Engee documentation
Notebook

Working with ZIP/XML files using the example of translating MATLAB live scripts into ngscipt format

In this example, we will show how to work with OPC format files (Open Packaging Conventions), that is, with ZIP containers containing a set of different XML and other files. This format is found everywhere. For example, formats of this type are used in all Office applications (DOCX, XLSX etc.) and in many engineering packages (Autodesk, Simulink, Engee).

We will convert the technical calculations file from the format mlx in ngscript – we will transfer all text and code cells, illustrations, hyperlinks and formulas from one document to another.

Introduction

For working with popular formats like Office Open XML ready-made libraries are usually available (for example, XLSX.jl for spreadsheets). But often we need to quickly process a file format for which there are no ready-made libraries yet, or which do not take into account the necessary elements of the document syntax.

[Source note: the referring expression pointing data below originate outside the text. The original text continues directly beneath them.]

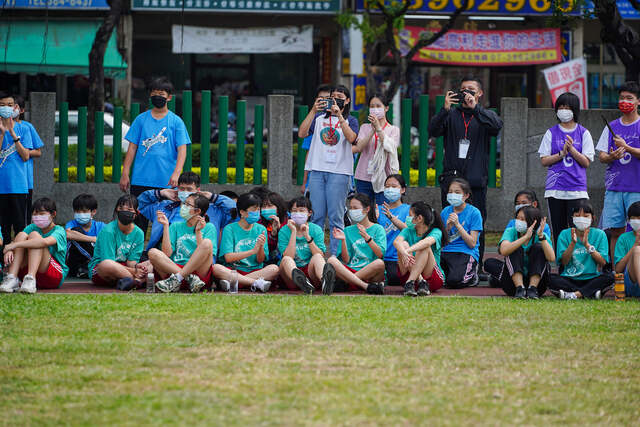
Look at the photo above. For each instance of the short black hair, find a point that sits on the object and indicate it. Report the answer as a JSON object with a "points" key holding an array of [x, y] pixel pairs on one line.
{"points": [[84, 202], [570, 100], [161, 83]]}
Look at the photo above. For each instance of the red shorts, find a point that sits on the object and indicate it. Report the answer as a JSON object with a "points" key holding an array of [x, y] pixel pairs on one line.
{"points": [[50, 279]]}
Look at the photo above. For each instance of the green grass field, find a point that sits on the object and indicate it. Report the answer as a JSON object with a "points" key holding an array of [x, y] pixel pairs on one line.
{"points": [[181, 359]]}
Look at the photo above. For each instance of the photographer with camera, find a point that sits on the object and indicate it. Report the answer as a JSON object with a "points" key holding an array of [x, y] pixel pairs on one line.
{"points": [[467, 130]]}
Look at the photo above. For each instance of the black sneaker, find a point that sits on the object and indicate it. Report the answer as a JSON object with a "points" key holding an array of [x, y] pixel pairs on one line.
{"points": [[409, 289], [423, 289]]}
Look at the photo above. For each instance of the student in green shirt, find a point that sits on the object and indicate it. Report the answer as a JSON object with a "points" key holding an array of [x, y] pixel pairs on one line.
{"points": [[419, 247], [301, 244], [582, 251], [627, 253], [37, 254], [188, 247], [527, 251], [363, 246]]}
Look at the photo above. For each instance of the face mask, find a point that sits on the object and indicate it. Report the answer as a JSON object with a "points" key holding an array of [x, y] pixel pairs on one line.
{"points": [[521, 226], [392, 194], [158, 101], [299, 217], [253, 217], [565, 115], [82, 218], [356, 215], [624, 106], [126, 217], [454, 199], [268, 213], [41, 221], [581, 222]]}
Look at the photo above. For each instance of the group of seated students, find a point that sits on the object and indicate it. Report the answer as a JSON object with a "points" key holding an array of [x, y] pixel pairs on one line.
{"points": [[204, 240]]}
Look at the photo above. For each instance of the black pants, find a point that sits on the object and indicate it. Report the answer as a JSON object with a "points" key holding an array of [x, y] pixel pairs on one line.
{"points": [[587, 288], [13, 215], [537, 266], [560, 215]]}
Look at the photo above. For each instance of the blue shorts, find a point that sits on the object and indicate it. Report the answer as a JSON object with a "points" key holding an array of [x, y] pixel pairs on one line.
{"points": [[616, 204]]}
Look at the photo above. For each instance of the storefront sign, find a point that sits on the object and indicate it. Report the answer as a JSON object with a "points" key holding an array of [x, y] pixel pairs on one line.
{"points": [[242, 40], [495, 48], [569, 76], [298, 6]]}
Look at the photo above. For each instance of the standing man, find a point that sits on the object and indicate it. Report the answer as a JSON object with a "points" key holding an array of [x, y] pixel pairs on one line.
{"points": [[158, 142], [467, 131]]}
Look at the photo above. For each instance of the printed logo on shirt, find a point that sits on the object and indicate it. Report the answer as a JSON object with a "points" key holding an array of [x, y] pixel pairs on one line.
{"points": [[156, 139]]}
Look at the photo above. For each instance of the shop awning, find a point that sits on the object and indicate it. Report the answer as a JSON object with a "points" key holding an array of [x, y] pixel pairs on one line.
{"points": [[66, 51]]}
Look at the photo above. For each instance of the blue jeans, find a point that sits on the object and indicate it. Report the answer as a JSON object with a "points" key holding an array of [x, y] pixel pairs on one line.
{"points": [[328, 193]]}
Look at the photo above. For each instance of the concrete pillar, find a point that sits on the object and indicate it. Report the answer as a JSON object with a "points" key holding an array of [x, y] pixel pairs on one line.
{"points": [[43, 118], [280, 143]]}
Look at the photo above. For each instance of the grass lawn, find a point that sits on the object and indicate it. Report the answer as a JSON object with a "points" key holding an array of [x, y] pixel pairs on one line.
{"points": [[181, 359]]}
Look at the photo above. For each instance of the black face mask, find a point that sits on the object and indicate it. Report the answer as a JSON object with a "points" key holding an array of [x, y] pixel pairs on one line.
{"points": [[158, 101], [126, 217]]}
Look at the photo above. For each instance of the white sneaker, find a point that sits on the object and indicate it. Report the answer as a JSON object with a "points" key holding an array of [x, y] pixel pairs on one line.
{"points": [[28, 285], [261, 285], [10, 284]]}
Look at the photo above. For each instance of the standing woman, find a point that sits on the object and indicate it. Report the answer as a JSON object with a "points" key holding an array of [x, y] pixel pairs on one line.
{"points": [[567, 150], [330, 161], [378, 142]]}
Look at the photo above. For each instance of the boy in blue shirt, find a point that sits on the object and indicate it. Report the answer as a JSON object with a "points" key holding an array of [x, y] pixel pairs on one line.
{"points": [[158, 142], [82, 233]]}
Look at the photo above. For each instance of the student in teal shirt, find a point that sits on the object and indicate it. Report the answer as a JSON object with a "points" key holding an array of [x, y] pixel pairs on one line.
{"points": [[582, 250], [118, 249], [44, 242], [362, 249], [527, 250], [419, 247], [188, 247], [244, 248], [301, 244]]}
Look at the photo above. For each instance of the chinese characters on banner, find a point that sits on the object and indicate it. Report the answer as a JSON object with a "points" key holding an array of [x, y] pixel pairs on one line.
{"points": [[569, 76]]}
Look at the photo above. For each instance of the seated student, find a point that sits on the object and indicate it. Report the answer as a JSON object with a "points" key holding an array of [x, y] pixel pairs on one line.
{"points": [[118, 249], [581, 250], [187, 248], [627, 254], [362, 248], [82, 232], [392, 215], [527, 249], [244, 248], [464, 225], [37, 253], [301, 244], [221, 208], [419, 247]]}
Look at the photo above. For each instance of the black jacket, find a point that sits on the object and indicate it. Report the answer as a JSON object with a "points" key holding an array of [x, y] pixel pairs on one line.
{"points": [[482, 127]]}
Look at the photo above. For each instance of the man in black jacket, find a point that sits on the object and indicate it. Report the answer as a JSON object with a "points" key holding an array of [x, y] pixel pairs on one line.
{"points": [[467, 130]]}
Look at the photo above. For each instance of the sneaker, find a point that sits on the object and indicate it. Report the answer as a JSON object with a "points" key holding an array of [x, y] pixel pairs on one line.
{"points": [[195, 283], [423, 289], [409, 289], [261, 285], [376, 288], [28, 285], [301, 281], [328, 279], [170, 284], [10, 284], [521, 293]]}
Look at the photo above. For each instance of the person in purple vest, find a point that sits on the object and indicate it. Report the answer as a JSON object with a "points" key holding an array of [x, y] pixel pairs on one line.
{"points": [[621, 152], [567, 150]]}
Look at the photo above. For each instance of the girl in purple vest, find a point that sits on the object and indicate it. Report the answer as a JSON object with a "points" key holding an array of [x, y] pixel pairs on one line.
{"points": [[567, 150]]}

Let's imagine ourselves in a scenario where we need to do this processing manually. As an educational example, we will analyze the program for transcoding from the LiveScript format of the MATLAB package to the format ngscript.

For relatively low-level work with the formats of these files, we will need the following libraries:

In [ ]:
Pkg.add(["ZipFile", "EzXML"])
In [ ]:
using EzXML, ZipFile, JSON, Base64

If any of them are not already installed, run the next cell, first removing the symbol. # (by commenting out the line).

In [ ]:
#]add EzXML ZipFile JSON Base64

It is enough to perform this installation once, but sometimes you can restart it to update library versions.

What does the MLX file consist of?

The Live Code file format uses Open Packaging Conventions technology, which is an extension of the zip file format. The code and formatted content are stored in an XML document that differs from the document using the Office Open XML format. To work with the contents of these files, it is enough to change the file extension to *.zip, and then unzip it through the context menu of the Engee file browser.

image.png

Let's examine the contents of the file *.mlx after unpacking. We will need the following files from the archive:

  • document.xml, where all the text information of the document is stored
  • document.xml.rels – catalog of additional materials included in the document (formulas, illustrations)
image.png

In the folder media the illustrations are collected, which are inserted into the document, and in the folder mathml – used formulas in [MathML] format (https://ru.wikipedia.org/wiki/MathML ).

Uploading and processing MLX files

For the sake of simplifying the reuse of our code (* as well as for the sake of clarity of presentation*), we organize it in the form of a set of functions.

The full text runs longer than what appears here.